Normalmente, o prazo obrigatório é de 5 anos, já que os estados brasileiros tomam como referência o Ajuste SINIEF 07/05, que assim determina:

“O emitente deverá manter a NF-e em arquivo digital, sob sua guarda e responsabilidade, pelo prazo estabelecido na legislação tributária, mesmo que fora da empresa, devendo ser disponibilizado para a Administração Tributária quando solicitado”.

Como descobrir o CTe de uma NF?

Em alguns casos, é possível conhecer o número do CTe pelo número da nota fiscal de serviços a ele relacionada.

Assim, se a consulta for feita pelo emissor do CTe, é preciso ter no banco de dados duas tabelas.

Em uma, constam os dados referentes ao transporte da carga, inclusive o campo com a chave do CTe gerado

Na outra, devem estar dados dos documentos originários – neste caso, a chave de acesso da nota fiscal.

Conferidos esses dados, uma consulta no site da Sefaz deverá ser o bastante para saber se há um CTe vinculado a uma nota eletrônica.

Como cancelar ou corrigir um CTe?

Existe a possibilidade de se cancelar um CTe depois de emitido, caso sejam constatados erros ou inconsistências.

Para isso, é preciso gerar um novo arquivo com extensão XML especificamente para isso e, em seguida, solicitar o cancelamento junto à Sefaz. 

Normalmente, esse procedimento é concluído dentro de 7 dias úteis.

Lembre que, em cada pedido, deve constar o CNPJ da empresa acompanhado da sua respectiva assinatura digital.

Mas atenção: a solicitação de cancelamento só é válida antes de ser iniciada a prestação do serviço de transporte.

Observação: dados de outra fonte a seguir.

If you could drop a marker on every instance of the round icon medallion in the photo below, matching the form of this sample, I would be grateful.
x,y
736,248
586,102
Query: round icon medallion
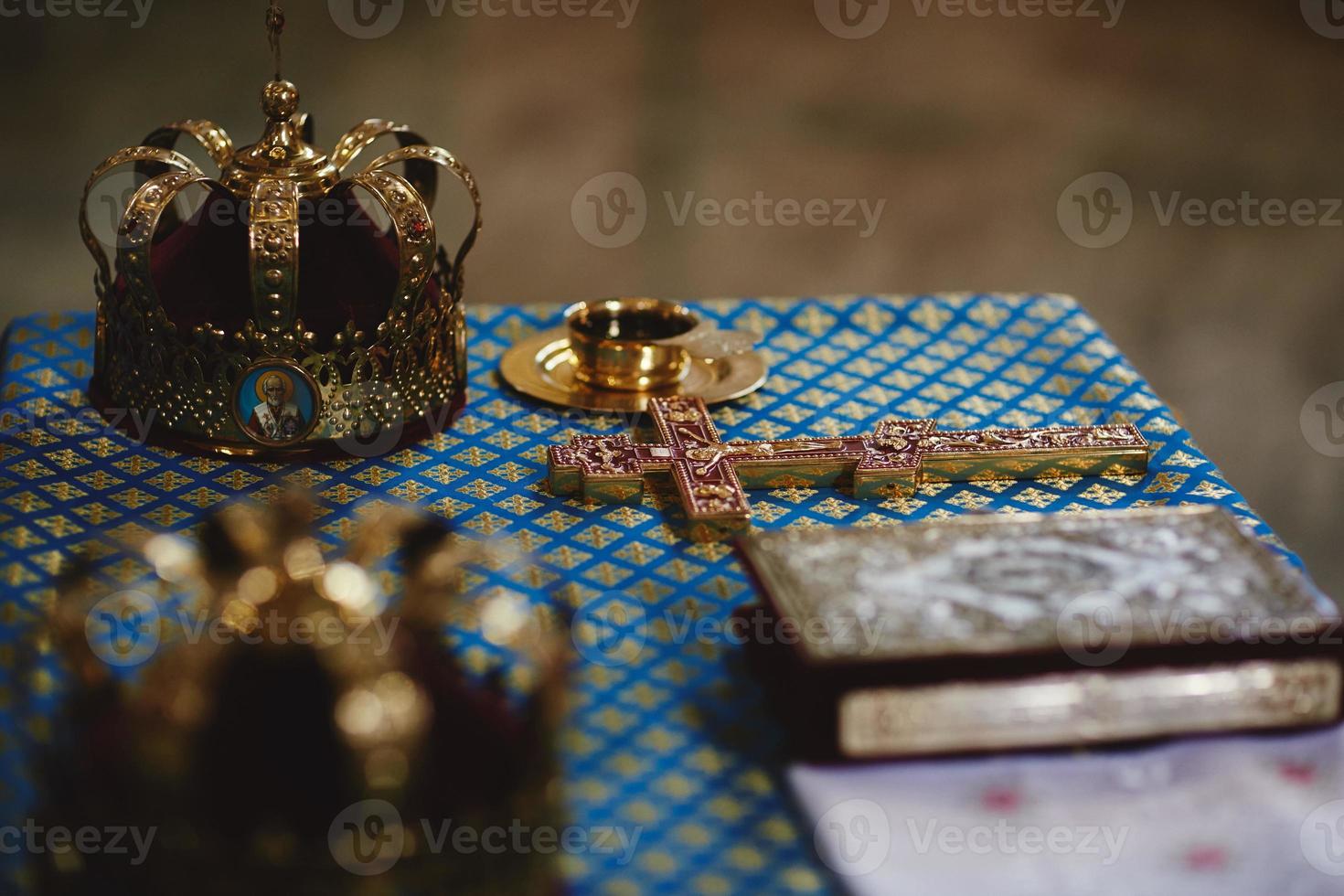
x,y
276,403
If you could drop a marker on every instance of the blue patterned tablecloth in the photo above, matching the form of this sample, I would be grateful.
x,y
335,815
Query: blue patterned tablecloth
x,y
677,741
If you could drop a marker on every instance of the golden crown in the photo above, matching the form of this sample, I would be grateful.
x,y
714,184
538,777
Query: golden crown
x,y
238,359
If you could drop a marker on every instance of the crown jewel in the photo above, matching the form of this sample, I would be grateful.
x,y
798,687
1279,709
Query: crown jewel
x,y
357,328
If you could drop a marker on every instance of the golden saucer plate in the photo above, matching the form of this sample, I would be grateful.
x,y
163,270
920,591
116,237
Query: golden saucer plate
x,y
542,366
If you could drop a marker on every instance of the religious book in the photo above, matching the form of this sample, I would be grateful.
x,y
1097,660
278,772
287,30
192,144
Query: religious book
x,y
997,633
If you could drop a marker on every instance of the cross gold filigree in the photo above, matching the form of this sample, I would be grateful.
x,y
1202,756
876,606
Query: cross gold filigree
x,y
712,475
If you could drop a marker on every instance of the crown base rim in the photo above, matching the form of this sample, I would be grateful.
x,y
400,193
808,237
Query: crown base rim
x,y
415,429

O CTe será aceito em outros Estados e pela Receita Federal?

Conforme o já citado Ajuste SINIEF 09/07, todos os estados do Brasil devem aceitar o CTe, ainda que sua legislação não estabeleça regras sobre a emissão.

Isso porque as regras federais determinam que esse documento fiscal é reconhecido em toda a operação de transporte.

Conclusão

Embora seja um tema relativamente extenso, não é tão complicado assim se habilitar para emitir o CTe, certo?

Se você leu tudo com atenção, agora sabe do que precisa para fazer isso com total segurança.

Esse é o nosso propósito: ajudar você a tornar suas operações de transporte mais eficientes e adequadas ao que diz a lei.